The day before, we were at our friends' house, enjoying the weather and roaming around outside. The pack of four young boys were in high spirits and getting into lots of innocent yet alarming trouble. The saying "Boys will be boys," comes to mind, but only if it is actually a euphemism for "Know the quickest route to the nearest ER at all times." We rounded them out of a few dicey situations, then they all ran down the long slope of the front yard. It seemed like they were finally playing in the nice big grassy area that they should have been in all along.
Until we saw the woodchuck. Towards the bottom of the hill, they had stopped and were all staring at a woodchuck. My six year old son Jacob was by far the closest to it, and it wasn't running away. In fact, it seemed to be baring its teeth. And as my older son Alex told me later, "It was kind of jumping around a little." Though Alex apparently made the wise pronouncement to the group that they should not pet it, Jacob was not moving away from it, even once we started yelling at them.

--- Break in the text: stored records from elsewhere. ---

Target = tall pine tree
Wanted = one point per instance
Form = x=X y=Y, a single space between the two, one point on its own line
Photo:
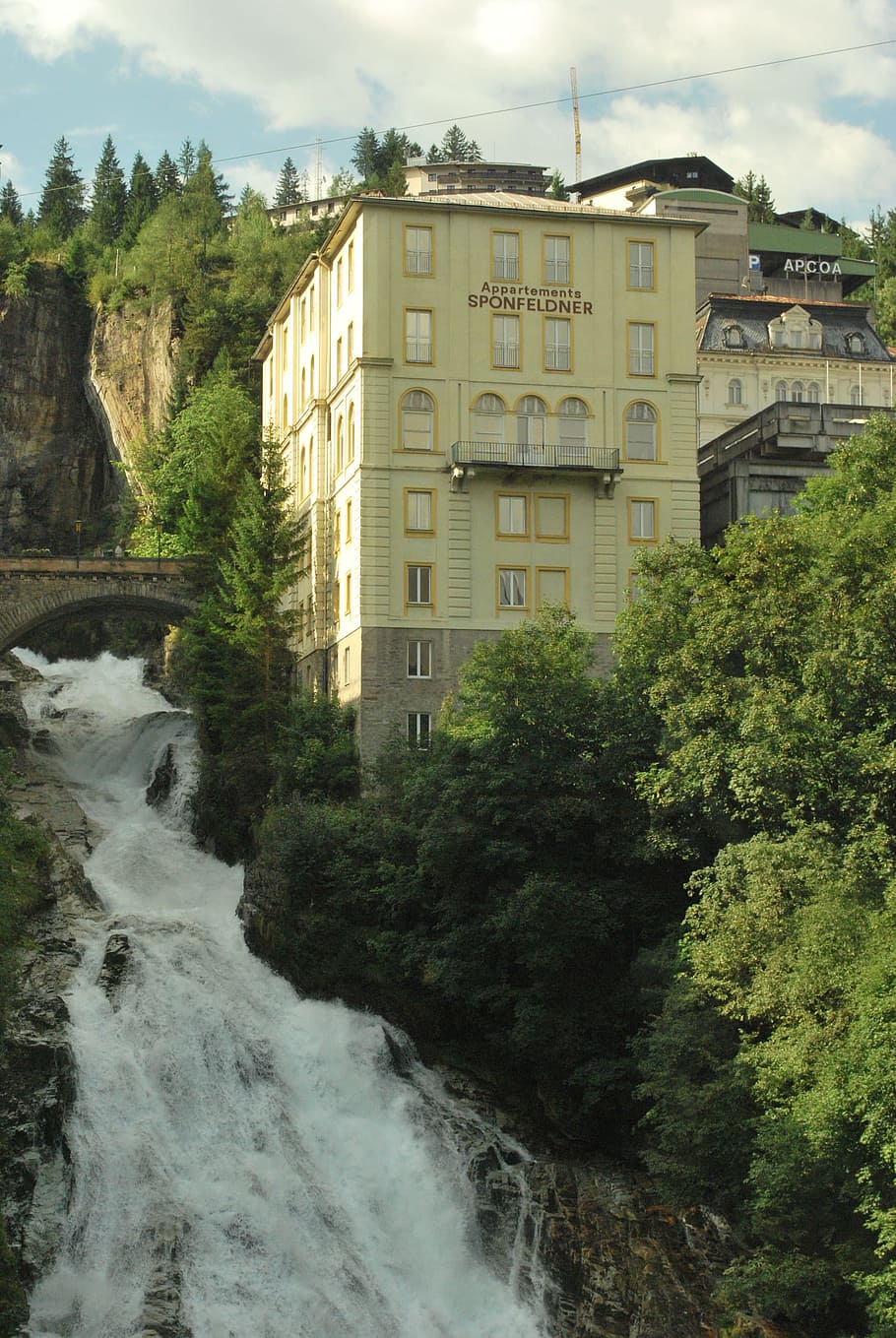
x=167 y=179
x=142 y=200
x=289 y=187
x=108 y=197
x=10 y=204
x=62 y=201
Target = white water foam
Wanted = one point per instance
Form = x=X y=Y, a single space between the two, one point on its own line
x=254 y=1150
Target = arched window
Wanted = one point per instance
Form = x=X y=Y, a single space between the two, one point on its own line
x=531 y=416
x=641 y=431
x=351 y=439
x=340 y=444
x=574 y=429
x=488 y=419
x=417 y=421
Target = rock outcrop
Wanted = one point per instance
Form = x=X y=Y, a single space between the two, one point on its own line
x=55 y=467
x=133 y=364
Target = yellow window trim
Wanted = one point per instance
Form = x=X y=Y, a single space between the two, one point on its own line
x=566 y=585
x=503 y=536
x=431 y=494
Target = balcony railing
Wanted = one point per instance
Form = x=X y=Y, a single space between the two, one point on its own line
x=523 y=455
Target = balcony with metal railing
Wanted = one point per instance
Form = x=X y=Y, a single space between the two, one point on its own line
x=525 y=455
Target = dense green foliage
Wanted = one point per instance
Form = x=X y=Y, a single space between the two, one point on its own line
x=771 y=668
x=214 y=491
x=495 y=890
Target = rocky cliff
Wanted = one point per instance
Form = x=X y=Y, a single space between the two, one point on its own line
x=133 y=364
x=75 y=394
x=54 y=461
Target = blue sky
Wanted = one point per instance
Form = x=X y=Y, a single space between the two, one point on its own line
x=265 y=82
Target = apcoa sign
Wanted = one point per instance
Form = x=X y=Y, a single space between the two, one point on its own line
x=522 y=297
x=809 y=265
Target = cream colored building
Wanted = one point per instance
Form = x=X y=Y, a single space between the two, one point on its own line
x=485 y=403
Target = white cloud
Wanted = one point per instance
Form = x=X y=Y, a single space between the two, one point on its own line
x=336 y=67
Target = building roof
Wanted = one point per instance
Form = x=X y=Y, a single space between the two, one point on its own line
x=691 y=170
x=753 y=313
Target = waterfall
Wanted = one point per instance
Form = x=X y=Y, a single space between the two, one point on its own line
x=246 y=1163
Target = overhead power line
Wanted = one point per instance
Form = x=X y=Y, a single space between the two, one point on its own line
x=555 y=101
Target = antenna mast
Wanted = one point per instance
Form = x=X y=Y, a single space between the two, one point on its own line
x=575 y=122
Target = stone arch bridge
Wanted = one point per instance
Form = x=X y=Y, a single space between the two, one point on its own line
x=34 y=592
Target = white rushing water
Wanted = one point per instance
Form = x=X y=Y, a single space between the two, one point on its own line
x=252 y=1151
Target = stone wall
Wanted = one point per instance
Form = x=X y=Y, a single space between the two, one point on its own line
x=54 y=462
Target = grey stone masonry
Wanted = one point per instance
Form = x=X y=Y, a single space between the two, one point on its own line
x=40 y=590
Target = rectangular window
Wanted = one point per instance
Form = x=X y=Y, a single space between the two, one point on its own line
x=551 y=586
x=417 y=511
x=506 y=256
x=556 y=260
x=506 y=342
x=641 y=264
x=551 y=517
x=417 y=336
x=418 y=584
x=512 y=515
x=511 y=588
x=642 y=521
x=418 y=728
x=417 y=250
x=420 y=660
x=556 y=346
x=641 y=350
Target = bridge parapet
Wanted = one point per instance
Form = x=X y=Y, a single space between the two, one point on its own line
x=41 y=590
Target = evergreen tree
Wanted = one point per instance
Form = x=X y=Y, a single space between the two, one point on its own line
x=757 y=193
x=220 y=187
x=141 y=200
x=289 y=187
x=11 y=205
x=186 y=162
x=556 y=190
x=62 y=202
x=364 y=156
x=108 y=196
x=456 y=149
x=167 y=179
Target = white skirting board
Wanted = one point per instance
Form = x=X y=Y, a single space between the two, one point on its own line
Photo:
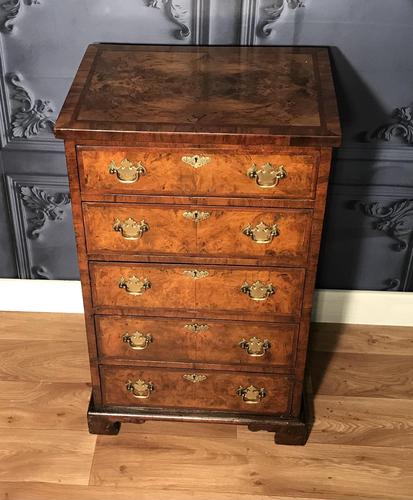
x=330 y=306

I finally did the scary screech that I didn't know I had in me until becoming a mother of boys, and Jacob backed up a few feet, which seemed to snap the woodchuck out of defiant mode and into flight, since it finally ambled away.
My friend and I both talked to all the boys about not cornering wild animals because it may make them behave in unexpected ways, as well as the fact that any animal behaving abnormally and not running away from people could be sick with rabies. We told them not to go near wild animals. Three boys said okay and looked reasonably contrite. But not Jacob.
Jacob said, "Okay, but I might forget."
"You have to remember, " I said.
"I thought it was a beaver, " said Jacob.
"It wasn't a beaver. It was a woodchuck. But either way, you don't go near untamed animals."
"But I might forget."
"You have to remember. It's to keep safe. It's important. Rabies is really really bad. Really bad."
"Are you sure it wasn't a beaver?"
"Yes, I'm sure, but it doesn't matter. You still need to stay away from wild animals! You remember not to go in the street alone, and other things that keep you safe, don't you? It's the same thing. It's a rule. You have to remember."
"But I still might forget."
Hit repeat, dozens of times.
How do I counter this? Either I watch him 24/7, always ready to remind him to avoid potentially rabid animals, or else? At some point I fell back asleep, before reaching the "There are no woodchucks in Brooklyn and therefore we should never have left" thought cycle, and having come up with no magic way to make him remember to stay away from wild animals.
The next day, I took the boys and their bikes to the school yard. We were walking across a field and we saw, you guessed it, a woodchuck. It took one look at us and waddled away faster than you'd think it could move.
I told Jacob, "See, that's what a normal woodchuck does when it sees people coming near it. What do you do if you see a woodchuck?"
"Mommy, I remember! Don't go near it." Jacob said in a proud and only slightly impatient voice.
Phew. I think.
I bet if you described the ultra-painful shots they give you in your stomach for rabies, that might help him remember...
Posted by: Aury Wallington | October 02, 2008 at 07:45 PM
I actually skipped the shot discussion and went straight to the threat of death by rabies, and then my older son Alex, who just read a book about a wolf pack, added in relevant foaming at the mouth details! BTW, the shots are still large and painful, but they aren't in the stomach anymore - they're in the arm now. I know this because a bat was in a friend's house overnight and the whole family needed to get the series of rabies shots. Sounds like I live in the heart of darkness here in Westchester, doesn't it?